Best regards and thank you for the answer.
x = reshape(untitled(:,1),12,9)';
y = reshape(untitled(:,2),12,9)';
z = reshape(untitled(:,3),12,9)';
%z =20*log10(reshape(untitled(:,3),12,9)');
figure(1) surf(x,y,z)

Accepted Answer

Image Analyst
Image Analyst on 20 May 2013
Try this, where I make it red above 27 and cyan below 27:
% Generate sample data in the rand 1.3 to 45.3
z = 3*(peaks(100)+7);
% Make colors be red above 27, and cyan below 27.
redChannel = z > 27;
greenChannel = z < 27;
blueChannel = greenChannel;
% Make the RGB image.
colors = double(cat(3, redChannel, greenChannel, blueChannel));
% Plot the surface with those colors.
surf(z, colors);
% Enlarge figure to full screen.
set(gcf, 'units','normalized','outerposition',[0 0 1 1]);

More Answers (1)

Arthur Allen
Arthur Allen on 20 May 2013
Answer #1, works well for simple colors divisions, and can be expanded to additional bands with 'ifelse' statements.
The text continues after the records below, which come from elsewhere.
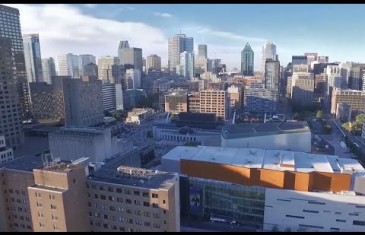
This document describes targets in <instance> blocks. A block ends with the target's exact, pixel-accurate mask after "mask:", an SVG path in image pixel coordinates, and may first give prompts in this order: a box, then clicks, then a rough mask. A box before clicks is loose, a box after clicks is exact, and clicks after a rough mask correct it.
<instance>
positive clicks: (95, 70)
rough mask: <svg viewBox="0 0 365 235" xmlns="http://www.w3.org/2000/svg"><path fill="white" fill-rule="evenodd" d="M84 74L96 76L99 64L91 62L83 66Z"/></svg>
mask: <svg viewBox="0 0 365 235" xmlns="http://www.w3.org/2000/svg"><path fill="white" fill-rule="evenodd" d="M83 74H84V76H96V77H99V75H98V66H97V65H96V64H95V63H89V64H87V65H85V66H84V68H83Z"/></svg>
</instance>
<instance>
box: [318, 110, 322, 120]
mask: <svg viewBox="0 0 365 235" xmlns="http://www.w3.org/2000/svg"><path fill="white" fill-rule="evenodd" d="M316 118H317V119H319V120H322V119H323V118H324V112H323V111H322V110H318V111H317V113H316Z"/></svg>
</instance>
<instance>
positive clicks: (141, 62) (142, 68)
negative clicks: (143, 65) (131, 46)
mask: <svg viewBox="0 0 365 235" xmlns="http://www.w3.org/2000/svg"><path fill="white" fill-rule="evenodd" d="M120 64H121V65H124V67H125V68H126V69H129V68H133V69H138V70H139V71H141V72H142V71H143V59H142V49H141V48H134V47H129V48H123V49H122V50H121V57H120Z"/></svg>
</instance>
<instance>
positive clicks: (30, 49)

However, if you are trying to use colormap and colormapeditor the Matlab Help skips a really important detail. That is you have to decide up front, the number of colors in colormap that is right for your display. In your example this would be two, setting
>> Julian_colormap = colormap(jet(2)); >> colormapeditor
Once in ‘Colormap Editor’ you would set Color data min: 0.0 Color data max: 54.0
Following the example in Colormapeditor, click on bars to change color to suit, (red and green in your case), and also click on bars to see Index 1 starts a 0E0 and Index 2 starts at 27.0
Now, if you want 10 colors, use:
>> Julian10_colormap = colormap(jet(10));
And use colormapeditor, follow colormapeditor HELP example to modify, and ‘save’ and ‘load’ your custom Julian10_colormap for later use.